Most critically, though, I’ve chosen to discuss my OCD with you all today to emphasize the power of our personal stories, and to urge you to share your narratives with others. The Year I Lost My Mind was fraught with difficulties, but none as impossible as my attempt to live an externally perfect life. To say that I did not want others to know about my OCD would be a massive understatement: I burned with the fear that I would be found out, called a fraud, and hated by others as much as I hated myself in that moment. I felt that it was only a matter of time before someone tapped me on the shoulder and said “the gig is up.” So I lived a dual existence—internally miserable, externally business as usual. It was an especially distressing time because I had just gotten into my major the quarter before. The mother of all assumptions in economics is that human beings act rationally. And yet, here I was acting very irrationally because of my OCD. Was I a bad economist? If we were basing our conclusion on my grade in game theory, then, yes, I am a terrible economist, but thankfully, that’s not the criterion the econ department uses.

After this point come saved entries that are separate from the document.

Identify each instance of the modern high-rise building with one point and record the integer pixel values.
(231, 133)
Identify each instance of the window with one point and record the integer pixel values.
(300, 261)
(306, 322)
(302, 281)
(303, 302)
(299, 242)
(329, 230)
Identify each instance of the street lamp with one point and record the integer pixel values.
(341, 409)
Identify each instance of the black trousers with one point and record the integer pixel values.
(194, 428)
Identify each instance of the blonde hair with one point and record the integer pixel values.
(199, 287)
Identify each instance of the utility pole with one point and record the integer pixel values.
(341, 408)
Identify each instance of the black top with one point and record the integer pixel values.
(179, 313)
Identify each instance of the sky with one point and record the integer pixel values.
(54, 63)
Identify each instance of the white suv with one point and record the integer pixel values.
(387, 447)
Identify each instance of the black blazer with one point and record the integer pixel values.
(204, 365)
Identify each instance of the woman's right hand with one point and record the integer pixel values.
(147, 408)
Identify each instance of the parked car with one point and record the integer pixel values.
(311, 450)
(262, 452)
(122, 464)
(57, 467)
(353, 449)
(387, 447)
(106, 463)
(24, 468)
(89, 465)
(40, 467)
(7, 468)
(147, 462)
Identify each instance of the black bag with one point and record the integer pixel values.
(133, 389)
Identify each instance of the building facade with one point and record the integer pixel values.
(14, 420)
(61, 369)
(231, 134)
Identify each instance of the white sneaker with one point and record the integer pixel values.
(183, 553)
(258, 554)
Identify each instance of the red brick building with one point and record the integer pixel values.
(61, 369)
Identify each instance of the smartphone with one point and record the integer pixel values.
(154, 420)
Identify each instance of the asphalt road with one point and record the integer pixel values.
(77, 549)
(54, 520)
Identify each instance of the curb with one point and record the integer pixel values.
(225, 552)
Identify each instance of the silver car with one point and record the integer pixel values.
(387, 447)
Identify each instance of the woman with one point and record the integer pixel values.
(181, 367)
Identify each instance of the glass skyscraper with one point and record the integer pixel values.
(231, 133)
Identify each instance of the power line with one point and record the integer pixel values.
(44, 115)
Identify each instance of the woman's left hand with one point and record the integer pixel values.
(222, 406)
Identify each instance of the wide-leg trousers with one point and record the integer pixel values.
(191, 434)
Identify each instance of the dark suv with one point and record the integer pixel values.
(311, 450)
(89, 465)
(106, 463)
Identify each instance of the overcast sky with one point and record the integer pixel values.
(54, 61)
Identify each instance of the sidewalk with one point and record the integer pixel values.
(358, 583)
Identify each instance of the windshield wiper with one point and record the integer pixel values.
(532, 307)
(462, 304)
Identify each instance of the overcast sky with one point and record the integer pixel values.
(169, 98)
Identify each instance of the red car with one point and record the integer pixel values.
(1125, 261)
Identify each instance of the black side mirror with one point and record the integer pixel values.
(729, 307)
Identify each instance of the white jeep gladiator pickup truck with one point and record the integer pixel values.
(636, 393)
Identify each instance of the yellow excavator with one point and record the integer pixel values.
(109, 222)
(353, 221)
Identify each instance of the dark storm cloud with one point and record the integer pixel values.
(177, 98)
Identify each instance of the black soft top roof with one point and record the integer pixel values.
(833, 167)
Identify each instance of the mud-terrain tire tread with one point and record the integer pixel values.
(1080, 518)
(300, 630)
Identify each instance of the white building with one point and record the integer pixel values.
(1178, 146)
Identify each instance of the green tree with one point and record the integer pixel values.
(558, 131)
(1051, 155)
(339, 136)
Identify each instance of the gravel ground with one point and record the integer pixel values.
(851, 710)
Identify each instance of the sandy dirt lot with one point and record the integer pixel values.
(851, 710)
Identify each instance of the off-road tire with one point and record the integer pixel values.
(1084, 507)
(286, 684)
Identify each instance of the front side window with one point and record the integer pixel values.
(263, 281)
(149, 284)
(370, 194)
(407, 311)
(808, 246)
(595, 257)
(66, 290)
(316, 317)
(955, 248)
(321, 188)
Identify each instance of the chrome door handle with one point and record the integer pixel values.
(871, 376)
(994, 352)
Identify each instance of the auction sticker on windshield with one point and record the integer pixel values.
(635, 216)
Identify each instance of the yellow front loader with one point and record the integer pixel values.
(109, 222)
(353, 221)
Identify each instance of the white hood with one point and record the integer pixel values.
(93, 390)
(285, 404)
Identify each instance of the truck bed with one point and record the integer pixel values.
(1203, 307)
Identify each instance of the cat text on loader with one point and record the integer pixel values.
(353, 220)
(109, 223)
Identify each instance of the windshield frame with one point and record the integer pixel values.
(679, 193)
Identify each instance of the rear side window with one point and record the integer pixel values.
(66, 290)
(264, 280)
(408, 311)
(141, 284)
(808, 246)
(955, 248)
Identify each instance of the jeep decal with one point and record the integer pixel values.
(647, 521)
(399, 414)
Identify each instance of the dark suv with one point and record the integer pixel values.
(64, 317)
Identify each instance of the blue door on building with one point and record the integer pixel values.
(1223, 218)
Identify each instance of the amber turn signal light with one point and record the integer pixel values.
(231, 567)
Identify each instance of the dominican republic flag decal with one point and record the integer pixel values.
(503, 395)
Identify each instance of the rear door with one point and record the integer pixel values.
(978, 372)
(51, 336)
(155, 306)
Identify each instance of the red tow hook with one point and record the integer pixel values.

I learned the hard way during The Year I Lost My Mind that silence suffocates. It suffocates our spirit, our determination, our zest for life. Silence perpetuates injustice and entrenches stigma. We must speak our stories—whatever our stories may be. Reflecting back on The Year I Lost My Mind, I often wonder how much I could have helped myself by daring to discuss a subject I had built an impenetrable wall around. I also wonder how many other people I could have helped simply by acknowledging that they were not alone in their struggles, that I was struggling right along with them. So, I’ll say it right here, right now: I am with you, with whatever you are struggling with. And we will get through our struggles together. I want to thank the people who helped me get through my struggles last year: to the faculty and staff of Honors, thank you. To my incredible mother, thank you. And to my inspirational father, thank you, and may you rest in eternal peace.

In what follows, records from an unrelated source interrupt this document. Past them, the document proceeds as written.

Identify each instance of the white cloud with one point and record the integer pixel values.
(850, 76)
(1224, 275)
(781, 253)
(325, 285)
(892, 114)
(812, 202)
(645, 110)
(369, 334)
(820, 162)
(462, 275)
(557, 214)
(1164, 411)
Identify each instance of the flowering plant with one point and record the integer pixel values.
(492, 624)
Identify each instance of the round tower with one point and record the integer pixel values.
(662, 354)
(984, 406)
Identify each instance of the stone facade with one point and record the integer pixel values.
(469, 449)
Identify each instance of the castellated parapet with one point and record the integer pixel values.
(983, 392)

As Honors students, it can be hard to admit when our lives don’t go as planned, because any detour off the carefully constructed paths we have paved for ourselves is too often viewed as failure. When we think so narrowly about our lives, though, we miss the point: struggle and success are not mutually exclusive. Success is often only built on the back of profound struggle. I’m not going to tell you what success is, partly because there is more than one definition of success, but mostly because I’m still trying to figure that out myself. But I feel that no matter what you do, or where you go in life, if you stay authentic to your sense of self, and you are brave enough to be the voice of stories yet untold, you will have achieved a threshold of success many others never will.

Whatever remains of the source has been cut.